# reet



## Chiapas

Conversatie tussen twee tieners. De ene is bezig over een lijst namen uit een videogame die de andere niet kent.
"Je hebt Pvp en ook PvE, en RP en RP-Pvp ... Hé, zal ik jou die *reet* sms'en?" gaapte hij.
Wat betekent hier "reet"?

Bedankt!


----------



## Jogou

vreemde opmerking, misschien typisch taalgebruik voor jeugd.... maar "reet" is oud-nederlands voor "smalle opening" en wordt meestal gebruikt om iemands achterste aan te duiden ("culo" in het italiaans)

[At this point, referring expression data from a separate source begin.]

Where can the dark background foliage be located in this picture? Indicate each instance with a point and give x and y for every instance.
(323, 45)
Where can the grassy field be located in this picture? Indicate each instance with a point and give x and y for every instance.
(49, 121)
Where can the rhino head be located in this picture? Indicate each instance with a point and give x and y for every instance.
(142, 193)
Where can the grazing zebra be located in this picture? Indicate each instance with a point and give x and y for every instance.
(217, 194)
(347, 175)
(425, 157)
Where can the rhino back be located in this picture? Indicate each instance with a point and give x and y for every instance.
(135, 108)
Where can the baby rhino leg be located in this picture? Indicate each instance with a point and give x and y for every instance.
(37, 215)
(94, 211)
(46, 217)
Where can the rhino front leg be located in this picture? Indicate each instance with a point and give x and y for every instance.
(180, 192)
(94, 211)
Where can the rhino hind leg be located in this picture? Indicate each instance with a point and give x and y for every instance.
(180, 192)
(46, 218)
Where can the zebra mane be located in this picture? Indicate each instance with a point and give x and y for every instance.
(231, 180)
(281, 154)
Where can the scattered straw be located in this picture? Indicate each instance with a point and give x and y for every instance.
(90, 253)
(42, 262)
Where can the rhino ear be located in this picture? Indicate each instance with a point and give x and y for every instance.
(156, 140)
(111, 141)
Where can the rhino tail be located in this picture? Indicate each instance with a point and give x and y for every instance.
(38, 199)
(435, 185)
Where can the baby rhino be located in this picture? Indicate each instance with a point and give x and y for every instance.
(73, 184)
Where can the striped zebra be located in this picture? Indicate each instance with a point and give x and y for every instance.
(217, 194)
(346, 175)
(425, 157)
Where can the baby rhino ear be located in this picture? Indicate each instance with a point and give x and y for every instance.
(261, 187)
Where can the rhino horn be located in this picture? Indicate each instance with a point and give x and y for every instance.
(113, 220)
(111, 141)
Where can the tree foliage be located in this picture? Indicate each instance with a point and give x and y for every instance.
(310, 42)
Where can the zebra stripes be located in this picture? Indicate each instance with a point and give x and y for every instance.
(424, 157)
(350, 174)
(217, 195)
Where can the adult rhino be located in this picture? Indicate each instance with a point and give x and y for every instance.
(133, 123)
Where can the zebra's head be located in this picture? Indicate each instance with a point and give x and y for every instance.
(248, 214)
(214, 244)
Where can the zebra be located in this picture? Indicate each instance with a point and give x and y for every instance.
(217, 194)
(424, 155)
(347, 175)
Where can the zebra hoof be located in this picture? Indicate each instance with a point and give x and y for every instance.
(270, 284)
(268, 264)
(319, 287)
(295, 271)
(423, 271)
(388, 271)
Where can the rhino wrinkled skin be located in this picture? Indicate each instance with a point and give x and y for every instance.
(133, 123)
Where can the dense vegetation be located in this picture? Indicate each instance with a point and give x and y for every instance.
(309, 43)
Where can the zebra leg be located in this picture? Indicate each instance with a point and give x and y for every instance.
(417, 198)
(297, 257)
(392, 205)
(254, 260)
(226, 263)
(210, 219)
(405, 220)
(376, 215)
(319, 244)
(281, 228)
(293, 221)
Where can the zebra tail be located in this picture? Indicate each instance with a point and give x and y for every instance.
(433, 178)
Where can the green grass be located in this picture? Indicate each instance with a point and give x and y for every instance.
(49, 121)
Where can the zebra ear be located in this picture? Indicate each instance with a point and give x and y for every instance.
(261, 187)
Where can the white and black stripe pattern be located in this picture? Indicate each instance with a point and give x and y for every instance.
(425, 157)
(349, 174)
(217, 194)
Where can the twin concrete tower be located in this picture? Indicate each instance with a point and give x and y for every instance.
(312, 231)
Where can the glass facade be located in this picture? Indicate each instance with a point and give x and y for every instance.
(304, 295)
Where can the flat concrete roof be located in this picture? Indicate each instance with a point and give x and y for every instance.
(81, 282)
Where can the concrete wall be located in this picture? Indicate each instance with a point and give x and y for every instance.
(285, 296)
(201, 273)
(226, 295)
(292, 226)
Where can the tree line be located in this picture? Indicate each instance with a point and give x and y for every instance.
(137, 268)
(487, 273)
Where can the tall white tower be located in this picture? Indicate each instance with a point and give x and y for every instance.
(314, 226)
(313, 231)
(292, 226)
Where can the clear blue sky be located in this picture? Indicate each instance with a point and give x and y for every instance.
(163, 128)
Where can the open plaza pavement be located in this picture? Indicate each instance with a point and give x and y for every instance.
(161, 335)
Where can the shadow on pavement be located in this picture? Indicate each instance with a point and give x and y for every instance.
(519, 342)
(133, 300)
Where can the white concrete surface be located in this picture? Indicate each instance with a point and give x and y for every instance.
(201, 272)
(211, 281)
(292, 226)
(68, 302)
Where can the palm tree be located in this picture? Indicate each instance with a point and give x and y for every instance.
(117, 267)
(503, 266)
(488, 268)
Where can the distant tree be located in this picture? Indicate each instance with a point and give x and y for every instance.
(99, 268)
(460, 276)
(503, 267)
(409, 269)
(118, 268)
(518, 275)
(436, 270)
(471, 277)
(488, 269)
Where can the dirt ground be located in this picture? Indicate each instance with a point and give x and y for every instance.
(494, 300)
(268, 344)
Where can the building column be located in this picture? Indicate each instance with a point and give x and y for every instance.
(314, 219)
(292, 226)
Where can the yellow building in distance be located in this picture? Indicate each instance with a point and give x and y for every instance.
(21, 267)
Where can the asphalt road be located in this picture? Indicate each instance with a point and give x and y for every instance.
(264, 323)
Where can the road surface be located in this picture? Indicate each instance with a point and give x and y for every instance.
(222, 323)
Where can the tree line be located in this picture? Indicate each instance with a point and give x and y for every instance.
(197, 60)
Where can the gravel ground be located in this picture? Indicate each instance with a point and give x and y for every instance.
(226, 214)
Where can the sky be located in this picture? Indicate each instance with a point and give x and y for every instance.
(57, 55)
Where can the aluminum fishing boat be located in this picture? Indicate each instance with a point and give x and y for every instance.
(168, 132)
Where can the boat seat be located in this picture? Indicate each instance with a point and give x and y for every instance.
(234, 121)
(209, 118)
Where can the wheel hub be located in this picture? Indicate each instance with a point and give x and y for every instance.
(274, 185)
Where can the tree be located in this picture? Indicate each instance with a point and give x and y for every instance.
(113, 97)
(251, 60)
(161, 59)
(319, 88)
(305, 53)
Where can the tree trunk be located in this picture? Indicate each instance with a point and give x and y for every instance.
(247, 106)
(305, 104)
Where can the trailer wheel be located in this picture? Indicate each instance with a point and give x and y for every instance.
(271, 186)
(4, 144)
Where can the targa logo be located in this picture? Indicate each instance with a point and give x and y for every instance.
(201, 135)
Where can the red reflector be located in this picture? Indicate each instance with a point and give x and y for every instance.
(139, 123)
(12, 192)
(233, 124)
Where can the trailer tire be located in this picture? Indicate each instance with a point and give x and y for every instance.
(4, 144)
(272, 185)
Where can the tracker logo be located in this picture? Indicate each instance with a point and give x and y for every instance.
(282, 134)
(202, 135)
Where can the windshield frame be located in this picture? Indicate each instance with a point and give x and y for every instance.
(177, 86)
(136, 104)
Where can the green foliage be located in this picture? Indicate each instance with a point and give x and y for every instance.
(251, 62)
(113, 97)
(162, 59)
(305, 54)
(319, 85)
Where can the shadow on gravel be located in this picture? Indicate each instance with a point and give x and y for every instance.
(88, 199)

in deze context is het me echter niet helemaal duidelijk

jogou


----------



## Chiapas

Dat dacht ik ook, maar hier past het niet...
Ik heb ook gedacht aan een mogelijk print-fout...
Ik ben al 40, en niet meer zo up-to-date met de jeugd-jargon


----------



## Kworb

Heb je nog iets meer context?

Het lijkt te gaan over World Of Warcraft, en onderdeel daarvan zijn "raids", maar ook het sms'en van een "raid" heeft weinig betekenis, zeker tegen iemand die het spel niet kent.


----------



## Chiapas

Ja, het gaat indeerdaad over Word of Warcraft


----------



## AllegroModerato

Ik zou zeggen dat het om een foto gaat.


----------



## bibibiben

Of misschien gaat het om het fonetisch geschreven 'rate'? In World of Warcraft heb je 'drop rates' en 'fire rates'. En op veel WoW-fora hebben posters het over hun 'rate' of 'personal rate'. Waarschijnlijk hangt het daarmee samen? Ik ben geen Wow-speler, dus ik doe maar 'n gooi ...


----------



## CapeGrysbok

Het zou ook een zéér vulgaire benaming voor een meisje kunnen zijn, cf. "Ik zal jou die kut leren kennen".


----------